Die letzte Fahrt der Demeter
Darsteller: Corey Hawkins, Liam Cunningham, David Dastmalchian, Aisling Franciosi
Regie: André Øvredal
Dauer: 118 Minuten
FSK: freigegeben ab 16 Jahren
Website: www.upig.de/micro/die-letzte-fahrt-der-demeter
Facebook: facebook.com/UniversalPicturesDE
Selten verheißt eine lange Produktionszeit etwas Gutes. Die ersten Skript-Entwürfe von Drehbuchautor Bragi F. Schut („Escape Room“) für den Gruselfilm „Die letzte Fahrt der Demeter“ stammen tatsächlich schon aus dem Jahr 2002, als er erstmalig versuchte, aus einem Kapitel von Bram Stokers legendärem Vampirroman „Dracula“ die Geschichte für einen ganzen Spielfilm zu stricken. In den zwanzig Jahren, die die Idee einschließlich dezenter Modifikationen zwischenzeitlich auf eine Verwirklichung wartete, ging auch der Posten des Regisseurs durch diverse Hände, bis das Projekt letztendlich im Schoß des Horrorexperten André Øvredal („Trollhunter“) landete. Und der gibt jetzt sein Bestes, uns Bram Stokers selten erwähntes, deshalb aber nicht zwingend reizloses Kapitel „Das Logbuch des Kapitäns“ vorzustellen.

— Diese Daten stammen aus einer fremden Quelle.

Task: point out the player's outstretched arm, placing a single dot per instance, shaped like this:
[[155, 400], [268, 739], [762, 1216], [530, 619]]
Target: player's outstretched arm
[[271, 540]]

Es geht, wie der Titel unschwer erahnen lässt, um die Reise des gecharterten Segelschiffs Demeter vom Schwarzen Meer nach London, die von Anfang an unter keinem guten Stern steht. Denn schon beim Laden der äußerst ominösen Fracht, dem sich die einheimischen Hafenarbeiter seltsamerweise allesamt verweigern, gibt es fast ein erstes Todesopfer zu beklagen, als der kleine Toby (Woody Norman) beinahe von einer der Holzkisten unbekannten Inhalts erschlagen wird. Immerhin zahlt der karpatische Auftraggeber gut für den Transport, und so werden von der Besatzung keine Fragen gestellt, auch wenn die aus der Kiste mit dem mysteriösen Drachenemblem herausrieselnde Erde durchaus suspekt erscheint.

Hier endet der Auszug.